Acute requirement for the hippocampus in putatively conscious vision revealed by a mouse model of blindsight.
Bhatla N., Cheong K., Takahashi S., Lay C., Fiedeldey M., Liang K., Mao M., Wu Y-F., Lu S., Yun K., Ganti V., Tsao R., Zhang X., Mohamed KA., Chang Y., Geng Y., Dai C., Liu AK., Lwin YM., Kim H., Subraveti V., Mitchell N., Jo NY., Khan U., Anguera-Singla R., Weinreich Z., Willis HE., Bridge H., Stryker MP., Adesnik H.

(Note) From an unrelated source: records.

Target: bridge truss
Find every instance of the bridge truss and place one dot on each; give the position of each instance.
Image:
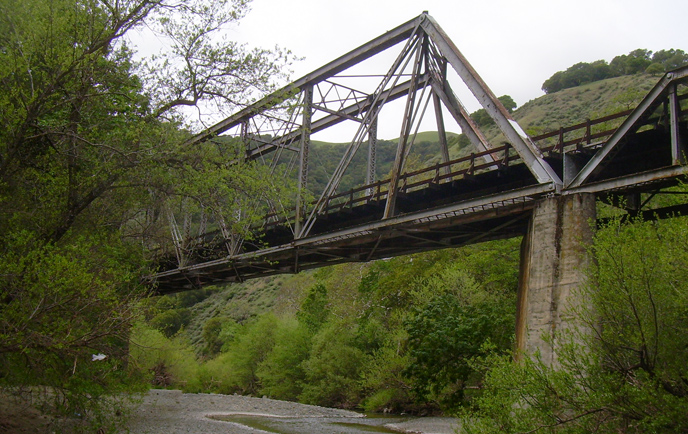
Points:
(461, 199)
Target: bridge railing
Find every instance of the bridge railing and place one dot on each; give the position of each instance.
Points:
(553, 143)
(591, 131)
(376, 193)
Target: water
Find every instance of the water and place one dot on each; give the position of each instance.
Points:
(320, 425)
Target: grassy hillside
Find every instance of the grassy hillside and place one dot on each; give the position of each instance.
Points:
(355, 335)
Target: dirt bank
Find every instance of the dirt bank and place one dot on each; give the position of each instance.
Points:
(174, 412)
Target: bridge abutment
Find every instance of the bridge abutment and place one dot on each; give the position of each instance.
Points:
(553, 263)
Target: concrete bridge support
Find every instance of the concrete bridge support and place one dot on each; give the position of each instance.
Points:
(553, 263)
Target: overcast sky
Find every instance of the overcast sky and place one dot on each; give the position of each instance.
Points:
(514, 45)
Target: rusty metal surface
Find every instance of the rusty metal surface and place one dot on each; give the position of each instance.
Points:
(487, 194)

The phenomenon of blindsight provides a unique opportunity to uncover brain areas important for conscious vision. Patients with blindsight lose the conscious experience of seeing while still being able to detect and locate visual stimuli. Blindsight occurs after damage to the primary visual cortex (V1). Rodents are likewise able to detect and locate visual stimuli after damage to V1, though whether they lose conscious vision as humans do is unclear. Here, we report the first mouse model of blindsight that provides evidence that removal of V1 causes mice to lose their putatively conscious vision. This loss occurs only if dLGN, a brain area in the thalamus that connects to V1, is damaged in addition to V1. We use this model to discover that suppressing the hippocampus acutely causes blindsight-like behavior. This suggests that the hippocampus functions in the intact brain to support conscious, but not unconscious, vision. Furthermore, while single, selective ablations of V1 or the hippocampus have only a minor effect on vision, simultaneous ablation causes blindsight-like behavior. These results suggest that V1 and the hippocampus can compensate for the permanent loss of the other for conscious vision, revealing a novel form of plasticity that supports conscious vision. Although never causally implicated in conscious visual perception, the hippocampus emerges as a candidate brain area critical for conscious experience. More broadly, this mouse model of blindsight will enable the interrogation and identification of the neural circuits that underlie conscious and unconscious vision.